A zombie is a running job that fails authentication when communicating with the ecflow_server. As zombie icon will be visible in ecflowview (see Figure 10 17). There are a wide variety of reasons why a zombie is created. The most common causes are due to user action:
- The node tree is deleted, replaced or reloaded whilst jobs are running
- A task is rerun, whilst in a submitted or active state
- A job is forced to a new state, i.e. complete
Rarer causes include:
- ecFlow script errors, where we have multiple calls to init and complete child commands
- The child commands in the ecFlow script are placed in the background. In this case, order in which the child command contact the server, maybe indeterminate.
- Your queuing system might submit a job twice
- the system running your ecFlow server crashes and the recovered checkpoint file is out of date
- Heavily overloaded server. (typically when run on a virtual machine)

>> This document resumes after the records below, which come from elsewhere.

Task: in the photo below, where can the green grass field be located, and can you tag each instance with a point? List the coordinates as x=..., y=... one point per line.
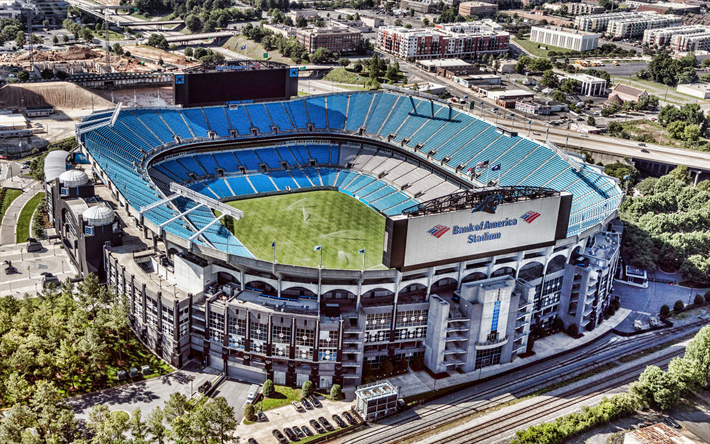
x=300, y=221
x=25, y=217
x=10, y=195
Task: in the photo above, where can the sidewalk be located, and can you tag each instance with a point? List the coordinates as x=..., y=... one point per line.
x=30, y=188
x=414, y=383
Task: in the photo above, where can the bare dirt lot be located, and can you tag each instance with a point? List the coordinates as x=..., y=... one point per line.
x=60, y=95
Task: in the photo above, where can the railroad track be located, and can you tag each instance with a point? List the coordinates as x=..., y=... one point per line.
x=550, y=406
x=455, y=410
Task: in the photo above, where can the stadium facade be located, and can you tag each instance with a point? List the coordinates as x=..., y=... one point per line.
x=489, y=235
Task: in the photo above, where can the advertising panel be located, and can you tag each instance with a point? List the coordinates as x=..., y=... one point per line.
x=488, y=229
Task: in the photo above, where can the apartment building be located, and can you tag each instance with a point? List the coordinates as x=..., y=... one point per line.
x=625, y=24
x=465, y=40
x=662, y=37
x=334, y=39
x=565, y=38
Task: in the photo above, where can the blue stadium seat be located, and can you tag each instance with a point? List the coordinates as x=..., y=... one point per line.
x=248, y=159
x=218, y=120
x=260, y=118
x=269, y=157
x=360, y=103
x=261, y=183
x=226, y=161
x=298, y=113
x=316, y=111
x=279, y=116
x=336, y=105
x=239, y=120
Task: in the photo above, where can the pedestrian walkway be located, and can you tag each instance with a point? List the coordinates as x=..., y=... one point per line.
x=30, y=188
x=414, y=383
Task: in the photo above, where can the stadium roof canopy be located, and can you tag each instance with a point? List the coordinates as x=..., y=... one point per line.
x=54, y=165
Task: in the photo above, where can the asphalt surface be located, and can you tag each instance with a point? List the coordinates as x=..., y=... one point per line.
x=605, y=350
x=145, y=395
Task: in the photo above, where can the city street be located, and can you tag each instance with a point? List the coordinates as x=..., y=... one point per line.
x=145, y=395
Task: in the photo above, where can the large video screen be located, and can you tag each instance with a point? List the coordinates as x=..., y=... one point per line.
x=484, y=231
x=224, y=87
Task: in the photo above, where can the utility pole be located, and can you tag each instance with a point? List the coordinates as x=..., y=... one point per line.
x=29, y=37
x=108, y=42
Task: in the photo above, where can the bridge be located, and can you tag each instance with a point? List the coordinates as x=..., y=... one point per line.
x=202, y=36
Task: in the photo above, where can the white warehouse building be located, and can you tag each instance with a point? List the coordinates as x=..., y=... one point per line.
x=563, y=38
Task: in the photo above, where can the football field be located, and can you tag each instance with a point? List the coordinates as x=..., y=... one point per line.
x=300, y=221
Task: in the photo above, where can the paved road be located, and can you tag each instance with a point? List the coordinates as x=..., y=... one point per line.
x=607, y=349
x=235, y=393
x=647, y=302
x=7, y=231
x=145, y=395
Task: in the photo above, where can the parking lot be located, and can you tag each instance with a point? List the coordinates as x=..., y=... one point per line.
x=287, y=416
x=29, y=267
x=235, y=392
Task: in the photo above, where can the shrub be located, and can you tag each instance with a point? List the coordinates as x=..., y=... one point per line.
x=307, y=389
x=573, y=330
x=250, y=413
x=268, y=389
x=665, y=310
x=616, y=303
x=336, y=392
x=678, y=306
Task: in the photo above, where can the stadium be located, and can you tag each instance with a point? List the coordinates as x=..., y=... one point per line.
x=316, y=238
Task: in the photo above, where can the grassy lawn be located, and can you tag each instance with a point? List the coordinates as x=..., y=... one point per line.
x=125, y=354
x=532, y=48
x=342, y=75
x=23, y=221
x=282, y=396
x=10, y=195
x=341, y=224
x=254, y=50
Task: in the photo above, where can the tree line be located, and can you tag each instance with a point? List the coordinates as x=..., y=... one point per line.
x=669, y=226
x=654, y=388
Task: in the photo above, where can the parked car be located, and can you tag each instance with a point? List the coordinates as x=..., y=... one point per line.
x=338, y=420
x=671, y=422
x=315, y=401
x=292, y=436
x=279, y=436
x=306, y=431
x=306, y=404
x=326, y=424
x=316, y=425
x=349, y=418
x=297, y=430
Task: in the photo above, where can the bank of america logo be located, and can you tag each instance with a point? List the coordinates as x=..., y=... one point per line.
x=530, y=216
x=438, y=231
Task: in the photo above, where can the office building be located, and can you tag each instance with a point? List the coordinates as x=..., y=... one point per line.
x=564, y=38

The default behaviour of the ecFlow server is to block the job. The child command continues attempting to contact the ecFlow server. This is done for a period of 24 hours. This period is configurable see ECF_TIMEOUT on ecflow_client. The jobs can also be configured, so that if the server denies the communication, then the command can be set to fail immediately. (See ECF_DENIED on ecflow_client). ecflowview provides a dialog that lists all the zombies and the actions that can be taken. These include:
- Terminate: The child command is asked to fail. Depending on your scripts, this may cause the abort child command to be called, which again will be flagged as a zombie.

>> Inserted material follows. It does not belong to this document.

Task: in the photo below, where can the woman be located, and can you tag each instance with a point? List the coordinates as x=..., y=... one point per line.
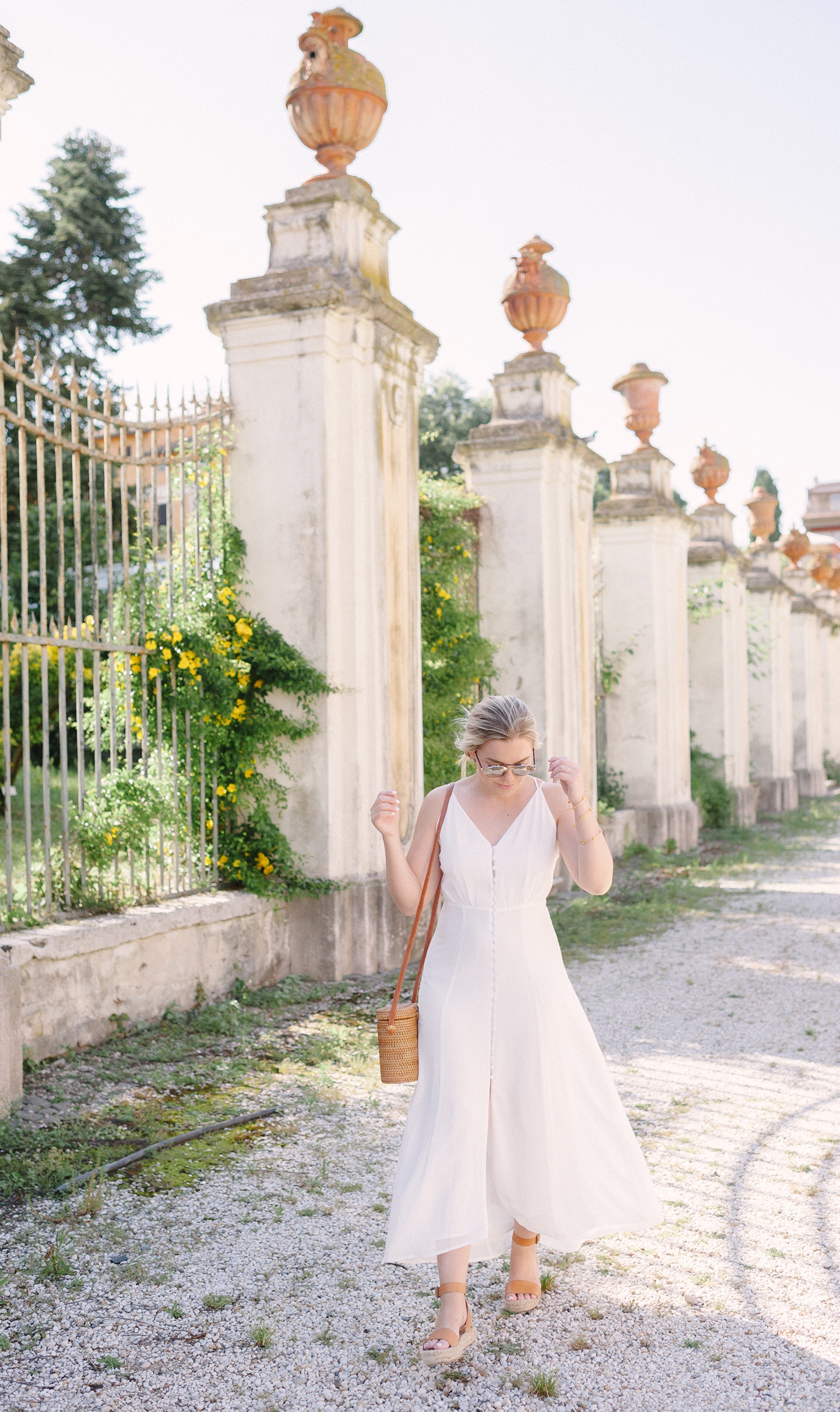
x=516, y=1131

- Fob: Allow the job to continue. The child command completes and hence no longer blocks the job. Great care should be taken when this action is chosen. If we have two jobs running, they may cause data corruption. Even when we have a single job, issues can arise. i.e. if the associated command was an event child command, then the event would not be set. If this event was used in a trigger expression, it would never evaluate.
- Delete: Remove the zombie from the server. The job will continue blocking, hence when the child command next contacts the ecflow_server, the zombie will re-appear. If the job is killed manually, then this option can be used.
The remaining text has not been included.